La voix de Brel retentit encore dans le petit appartement. Si seulement j’avais pu écrire ces paroles, si j’avais eu l’idée géniale un jour de laisser s’exprimer ainsi mes ambitions... Ambition ? Je ne sais même plus ce que signifie vraiment ce mot.
C’est l’heure de descendre en ville, l’heure de fermer le manteau qui préserve du froid hivernal, ce manteau acheté en soldes après une liquidation totale. Cette expression me fait peur à présent. Qui va me venir en aide pour éviter cette liquidation totale de mon existence ?
C’est l’heure où il faudra bientôt serrer des mains trop souvent moites ou fuyantes, où je vais devoir hocher la tête, sourire, dire bonjour, m’ouvrir au monde en somme. L’heure où je vais comme chaque jour mettre en marche les machines de la laverie automatique.
Premier regard matinal, un homme. Très inhabituel ça. Age approximatif, trente ans, chevelure brune soignée, yeux noirs ténébreux, allure souple et dynamique (comment fait-il dès le petit matin ?), tenue plus que correcte, sourire courtois et délicat. Il doit être célibataire pour venir porter son linge à la laverie (comment est-ce possible alors qu’il est si beau ?). Ou bien sa femme ne sait-elle pas se servir du lave-linge ? Non, à y regarder de plus près, il n’est pas marié. Ces choses-là se remarquent au premier coup d’œil, il n’a pas d’alliance.
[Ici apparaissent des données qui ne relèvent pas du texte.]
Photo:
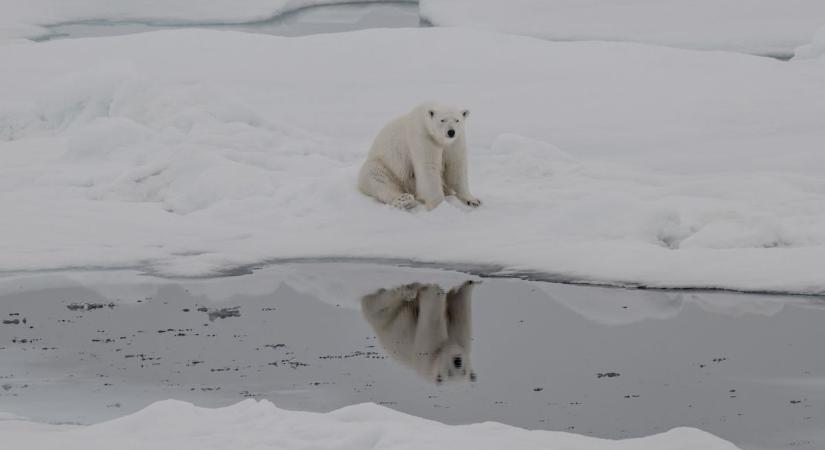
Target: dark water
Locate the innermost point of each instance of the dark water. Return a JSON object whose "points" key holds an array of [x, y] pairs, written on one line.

Oui mais c’est parfois trompeur, il peut ne pas porter son anneau d’un commun accord avec son épouse ou bien il l’a égaré mais n’a pas encore osé l’avouer... Oh et puis qu’importe, je ne peux pas m’empêcher de réfléchir à ce qui n’a aucune importance, c’est pénible ! Ou alors... le bel homme a peut-être une compagne mauvaise maîtresse de maison (c’est pas de bol quand même !), ou bien c’est un célibataire dépensier qui n’a pas économisé suffisamment pour investir dans une machine à laver. Pourquoi en dépenser dans cette laverie cependant ? Et puis, sans y regarder de si près, il ne semble pas à court d’argent, ses vêtements semblent neufs, classiques mais stylés. Mais alors, la laverie automatique serait devenue un luxe ?...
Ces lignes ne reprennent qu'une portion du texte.